De pequeño, en mi inocencia infantil, caminaba llevado de la mano del Animal. Él era mi amigo, pero las personas mayores no lo entendían y me señalaban con el dedo, incrédulas, mientras los otros niños me tiraban piedras. Yo no sospechaba que por aquel tiempo los pájaros del bosque se negaban a volar, escondidos a salvo en el refugio del cobijo de sus nidos.

Con los años aprendí a disimular, aparentando ser como los demás, fingiendo que Él no existía, aunque sólo por estética y nada más, nunca por convicción. Qué sé yo, quizá con el vano anhelo de lograr confundir a los menos sagaces y así gozar por unos minutos de esa breve cuota de ficticia normalidad a la que todos tenemos derecho...

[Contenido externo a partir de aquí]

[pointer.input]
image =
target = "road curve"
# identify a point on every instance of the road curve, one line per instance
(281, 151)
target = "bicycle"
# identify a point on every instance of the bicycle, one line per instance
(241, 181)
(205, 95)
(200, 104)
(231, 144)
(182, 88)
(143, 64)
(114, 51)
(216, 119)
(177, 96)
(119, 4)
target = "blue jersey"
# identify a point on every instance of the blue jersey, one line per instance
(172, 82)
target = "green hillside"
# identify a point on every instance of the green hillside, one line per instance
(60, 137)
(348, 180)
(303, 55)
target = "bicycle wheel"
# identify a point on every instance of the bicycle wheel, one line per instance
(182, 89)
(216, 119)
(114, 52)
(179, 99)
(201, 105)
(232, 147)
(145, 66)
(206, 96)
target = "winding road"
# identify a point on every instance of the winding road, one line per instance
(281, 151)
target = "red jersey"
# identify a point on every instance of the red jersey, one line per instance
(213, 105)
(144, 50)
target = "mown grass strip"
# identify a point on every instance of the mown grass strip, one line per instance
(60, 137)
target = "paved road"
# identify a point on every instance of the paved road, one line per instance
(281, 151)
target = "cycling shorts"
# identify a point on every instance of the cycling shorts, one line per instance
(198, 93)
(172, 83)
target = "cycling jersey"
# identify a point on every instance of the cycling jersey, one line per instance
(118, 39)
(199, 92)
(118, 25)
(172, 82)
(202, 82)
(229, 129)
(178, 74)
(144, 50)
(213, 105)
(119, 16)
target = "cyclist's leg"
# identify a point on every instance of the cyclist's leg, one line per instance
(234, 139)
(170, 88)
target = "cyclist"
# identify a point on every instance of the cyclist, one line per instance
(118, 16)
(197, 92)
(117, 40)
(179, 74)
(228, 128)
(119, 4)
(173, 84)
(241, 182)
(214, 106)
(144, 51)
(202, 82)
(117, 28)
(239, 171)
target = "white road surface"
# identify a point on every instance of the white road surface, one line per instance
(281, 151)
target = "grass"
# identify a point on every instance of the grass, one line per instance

Pero era inútil. Bien lo sabía yo. Los chismosos comentaban, porque, tarde o temprano, el Animal se presentaba, grotesco, inexorable, despiadado, salvaje, a veces obsceno, siempre inoportuno, con esa cruel sonrisa de simio perverso, para hacer de las suyas y arruinar toda la belleza posible.

Jamás albergué ilusión alguna, nunca vivió en mi pecho esa ficción llamada esperanza. Esa mentira. El Animal, minucioso, amputaba cualquier sentimiento digno de ser sentido. Él destruía lo hermoso, la elegancia y la armonía.

Y esa fue mi vida hasta que te conocí, amor. Entonces. Sí, lo recuerdo, fue entonces cuando comprendí que otros mundos eran posibles. Otros multiversos. Tú te enfrentaste a Él y lo desterraste con el poder de tus besos. Tú lo despeñaste sobre ese averno oscuro, profundo y hediondo del que nunca debió salir. Tú.

Ya no le tengo miedo, amor. Desde el día de su naufragio amargo en el mar de tus abrazos, el Animal ya no es temible. Dejó de inspirar el terror aciago, el pavor y la pena negra; pues hoy, desorientado y confundido, busca Ítaca sin rumbo ni norte.

Tú me salvaste, amor, del Animal y de mí mismo.